CASIA2 Advanceのエクタジアスクリーニングとは、角膜前面・後面・角膜厚の情報を総合的に解析し、円錐角膜などの角膜拡張症(エクタジア)の可能性を評価する機能です。
一般的な角膜トポグラフィーでは前面形状が中心となりますが、CASIA2では後面形状や角膜厚も同時に評価できるため、より早期の異常検出が期待できます。
専用アプリケーションの全体像については下記のページにまとめています。
エクタジアスクリーニングとは?
エクタジア(Ectasia)とは、角膜が局所的に薄くなり前方へ突出する病態の総称です。
代表的な疾患として、
- 円錐角膜
- 術後角膜拡張症(LASIK後 ectasia)
などがあります。
初期段階では視力低下や乱視変化が目立たないこともあり、角膜形状のわずかな異常を早期に発見することが重要です。
CASIA2のエクタジアスクリーニングは、複数の角膜パラメータを組み合わせて解析し、円錐角膜の可能性を数値化して表示します。
CASIA2のエクタジアスクリーニングで分かること
このアプリケーションでは、
- 前面形状
- 後面形状
- 角膜厚分布
を総合評価できます。
特に円錐角膜では、
- 後面の突出
- 角膜の菲薄化
- 非対称な形状変化
が早期から現れるため、通常の前面トポグラフィーだけでは検出できない異常を見つけられる可能性があります。
エクタジアパターン(%表示)
解析結果はパーセンテージで表示されます。
| 表示値 | 評価 |
|---|---|
| 0〜4% | 正常 |
| 5〜29% | 疑い |
| 30〜95% | 強い疑い |
数値が高いほど、角膜拡張症の特徴に近いパターンを示していると考えられます。
Axial Power(Keratometric)
角膜前面の屈折力分布を表示するマップです。
一般的な角膜トポグラフィーで見られる情報に近く、角膜前面の湾曲状態や乱視の傾向を確認できます。
Axial Power(Posterior)
角膜後面の屈折力分布を表示します。
円錐角膜では前面変化より先に後面変化が現れる場合があるため、早期発見に有用な情報となります。
Pachymetry(角膜厚マップ)
角膜厚の分布を表示します。
特に、
- 最薄部厚
- 最薄部位置
- 厚み分布の偏り
は円錐角膜評価で重要なポイントです。
Instantaneous Power(Posterior)
角膜後面の局所的な屈折力変化を表示するマップです。
Axial Powerよりも局所変化を強調して表示できるため、初期の形状異常を視覚的に捉えやすくなります。

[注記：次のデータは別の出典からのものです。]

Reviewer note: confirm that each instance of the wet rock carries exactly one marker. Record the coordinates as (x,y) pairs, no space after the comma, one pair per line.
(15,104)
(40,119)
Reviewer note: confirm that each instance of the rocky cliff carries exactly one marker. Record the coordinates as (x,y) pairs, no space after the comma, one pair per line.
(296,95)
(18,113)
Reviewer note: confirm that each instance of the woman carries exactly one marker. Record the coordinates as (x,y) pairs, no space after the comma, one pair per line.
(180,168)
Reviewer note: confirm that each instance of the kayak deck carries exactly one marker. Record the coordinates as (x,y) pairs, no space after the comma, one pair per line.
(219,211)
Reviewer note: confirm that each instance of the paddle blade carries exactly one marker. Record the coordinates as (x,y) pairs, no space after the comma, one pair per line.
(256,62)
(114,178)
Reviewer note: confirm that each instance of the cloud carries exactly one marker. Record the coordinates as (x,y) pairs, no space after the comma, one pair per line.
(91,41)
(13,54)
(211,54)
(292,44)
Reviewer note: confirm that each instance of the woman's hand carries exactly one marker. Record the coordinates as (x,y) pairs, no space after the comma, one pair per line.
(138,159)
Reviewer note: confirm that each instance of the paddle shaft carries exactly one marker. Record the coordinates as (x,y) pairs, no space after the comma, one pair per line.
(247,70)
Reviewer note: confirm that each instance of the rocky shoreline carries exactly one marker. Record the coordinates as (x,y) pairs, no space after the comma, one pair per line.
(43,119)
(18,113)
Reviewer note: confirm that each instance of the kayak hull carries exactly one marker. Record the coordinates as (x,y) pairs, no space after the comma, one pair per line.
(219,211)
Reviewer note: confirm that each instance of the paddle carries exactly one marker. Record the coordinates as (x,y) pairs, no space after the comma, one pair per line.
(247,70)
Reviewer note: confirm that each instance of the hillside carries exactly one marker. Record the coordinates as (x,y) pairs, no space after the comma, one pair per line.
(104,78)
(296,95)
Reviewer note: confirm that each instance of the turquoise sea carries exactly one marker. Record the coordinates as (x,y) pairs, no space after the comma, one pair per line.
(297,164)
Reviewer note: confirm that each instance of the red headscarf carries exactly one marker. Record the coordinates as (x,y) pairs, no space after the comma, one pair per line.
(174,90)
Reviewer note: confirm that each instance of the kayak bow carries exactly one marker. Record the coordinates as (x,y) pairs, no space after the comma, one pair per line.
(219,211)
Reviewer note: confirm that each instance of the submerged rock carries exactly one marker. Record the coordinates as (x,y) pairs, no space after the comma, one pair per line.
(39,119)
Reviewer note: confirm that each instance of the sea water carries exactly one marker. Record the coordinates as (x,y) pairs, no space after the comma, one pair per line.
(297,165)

CASIA2のエクタジアスクリーニング画面でのみ確認できる特徴的な指標です。
2D解析画像
OCT断層像をもとに角膜形状を表示します。
数値やマップだけでは分からない角膜形状を直接確認できるため、解析結果の裏付けとして利用されます。
なぜCASIA2のエクタジアスクリーニングが重要なのか
従来の角膜トポグラフィーは主に角膜前面を評価します。
一方、CASIA2のエクタジアスクリーニングでは、
- 角膜前面
- 角膜後面
- 角膜厚
を同時に解析できます。
そのため、円錐角膜や術後角膜拡張症の早期変化を捉えやすい点が大きな特徴です。
まとめ
CASIA2 Advanceのエクタジアスクリーニングは、角膜前面・後面・角膜厚を総合的に解析し、円錐角膜などの角膜拡張症の可能性を評価する機能です。
特に後面解析や角膜厚評価を組み合わせることで、従来の前面トポグラフィーだけでは見つけにくい初期変化の検出に役立ちます。
円錐角膜スクリーニングにおいて、CASIA2を代表する解析機能の一つといえるでしょう。
円錐角膜の早期診断は、角膜形状のわずかな変化を見逃さないことが重要です。